21 October 2008

Christianese Cheese

Daniel Radosh on the new Christian film Fireproof, starring evangelical superstar Kirk Cameron:
Cheesy? Heavy-handed? Yes, and intentionally so. In films like this, an evangelistic and ministerial mission do much more than a good script to assure commercial success. Not only has Fireproof made a handsome profit, but The Love Dare, a book which did not even exist until it was created as tie-in to the movie, is now at the top of The New York Times bestseller list. A Fireproof Your Marriage study kit and other products are also selling briskly.

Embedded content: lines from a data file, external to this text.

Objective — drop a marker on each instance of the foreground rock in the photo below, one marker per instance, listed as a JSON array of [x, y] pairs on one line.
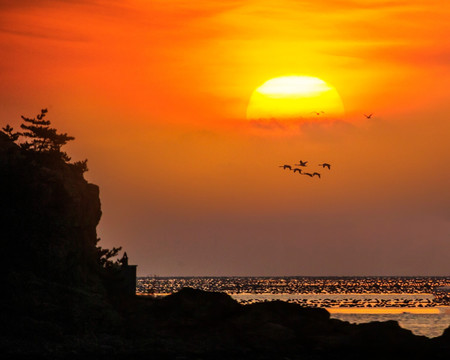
[[58, 301]]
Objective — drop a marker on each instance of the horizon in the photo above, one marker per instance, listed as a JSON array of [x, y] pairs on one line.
[[157, 96]]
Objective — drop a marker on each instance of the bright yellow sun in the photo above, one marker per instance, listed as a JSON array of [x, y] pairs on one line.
[[295, 98]]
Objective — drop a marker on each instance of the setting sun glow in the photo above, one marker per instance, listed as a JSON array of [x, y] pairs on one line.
[[295, 98]]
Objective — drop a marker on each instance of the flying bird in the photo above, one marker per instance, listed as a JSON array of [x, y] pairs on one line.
[[325, 165], [301, 163]]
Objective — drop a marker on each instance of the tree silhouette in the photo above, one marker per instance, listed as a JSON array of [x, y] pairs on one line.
[[8, 130], [42, 137]]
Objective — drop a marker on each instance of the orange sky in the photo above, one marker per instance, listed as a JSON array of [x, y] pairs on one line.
[[156, 95]]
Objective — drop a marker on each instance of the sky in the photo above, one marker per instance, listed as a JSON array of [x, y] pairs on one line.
[[156, 95]]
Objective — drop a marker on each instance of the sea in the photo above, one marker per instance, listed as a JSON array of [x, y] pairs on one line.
[[416, 303]]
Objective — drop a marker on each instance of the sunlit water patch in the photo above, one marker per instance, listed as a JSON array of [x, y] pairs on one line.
[[407, 300]]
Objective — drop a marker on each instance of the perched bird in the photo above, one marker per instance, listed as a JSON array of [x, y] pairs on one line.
[[301, 163]]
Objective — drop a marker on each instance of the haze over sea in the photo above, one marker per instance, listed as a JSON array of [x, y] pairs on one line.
[[409, 300]]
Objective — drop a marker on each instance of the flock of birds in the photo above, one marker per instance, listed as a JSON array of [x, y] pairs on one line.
[[305, 164]]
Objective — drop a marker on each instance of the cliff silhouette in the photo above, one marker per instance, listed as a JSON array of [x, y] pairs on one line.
[[62, 297]]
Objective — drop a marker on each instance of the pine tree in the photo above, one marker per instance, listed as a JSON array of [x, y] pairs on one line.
[[8, 130], [42, 137]]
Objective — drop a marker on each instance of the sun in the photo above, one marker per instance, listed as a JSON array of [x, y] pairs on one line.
[[293, 98]]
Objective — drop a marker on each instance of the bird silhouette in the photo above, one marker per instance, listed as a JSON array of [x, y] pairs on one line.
[[301, 163]]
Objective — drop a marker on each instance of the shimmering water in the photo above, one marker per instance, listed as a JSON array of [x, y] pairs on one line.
[[408, 300]]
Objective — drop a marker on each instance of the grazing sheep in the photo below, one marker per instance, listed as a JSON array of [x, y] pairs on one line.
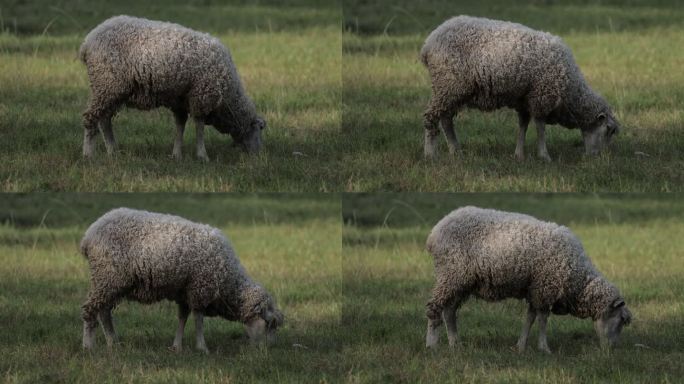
[[490, 64], [148, 64], [495, 255], [148, 257]]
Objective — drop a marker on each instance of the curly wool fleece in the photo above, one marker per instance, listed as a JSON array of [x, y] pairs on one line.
[[495, 255], [148, 257], [147, 64]]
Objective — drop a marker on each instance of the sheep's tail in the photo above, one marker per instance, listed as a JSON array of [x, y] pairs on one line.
[[83, 52], [84, 248], [424, 55]]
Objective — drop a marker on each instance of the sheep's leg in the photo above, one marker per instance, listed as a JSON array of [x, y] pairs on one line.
[[450, 315], [181, 118], [99, 106], [105, 317], [199, 333], [523, 122], [541, 141], [445, 298], [447, 123], [430, 120], [522, 341], [542, 344], [183, 312], [108, 134], [201, 151]]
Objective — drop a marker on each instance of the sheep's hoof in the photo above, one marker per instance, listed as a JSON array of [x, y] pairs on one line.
[[204, 350]]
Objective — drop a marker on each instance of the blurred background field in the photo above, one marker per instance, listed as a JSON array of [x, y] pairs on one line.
[[289, 243], [634, 240], [287, 53], [624, 48]]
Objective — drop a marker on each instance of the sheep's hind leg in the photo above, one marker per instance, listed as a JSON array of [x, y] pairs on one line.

But in making evangelism—-and acceptability to the most insular Christian audiences—-a priority, Christianese films all but guarantee artistic failure. Art demands an honesty that the evangelical bubble would find intolerable. Committed to promoting an unambiguous message that God solves all problems, Fireproof never portrays Christians doing anything untoward, or even experiencing any sorrow. Caleb’s parents’ marital struggles pre-dated their Christianity. When Caleb’s best friend reveals that he divorced his first wife, he not only says it was before he found the Lord, but adds that after he did, he would have gotten back together with his ex had she not already remarried. In the perfect world of Fireproof, good Christians do not have bad marriages, any more than they drink, gamble or swear.
Radosh puts his finger on why so many Christian films end up feeling hollow and lacking in depth; there seems to be a fear of probing evil and acknowledging the lifelong struggle against sin. Such films indicate a lack of faith, as if there is the fear that Christ's truth might be shown false if Christians, after being "saved", continue to stumble in serious ways. I haven't seen the film, and one always appreciates the good intentions of such filmmakers; if only they weren't afraid to be more genuine, they would reach a far wider audience and in a more powerful way.

One Christian film I saw recently that was a pleasant surprise was Midnight Clear, with Stephen Baldwin. The evangelical slant, though present, is subtle enough, and the film wrestles grittily with questions of life's meaning and purpose, without wrapping up neatly or tidily in the end (but still leaving one with a sense of hope).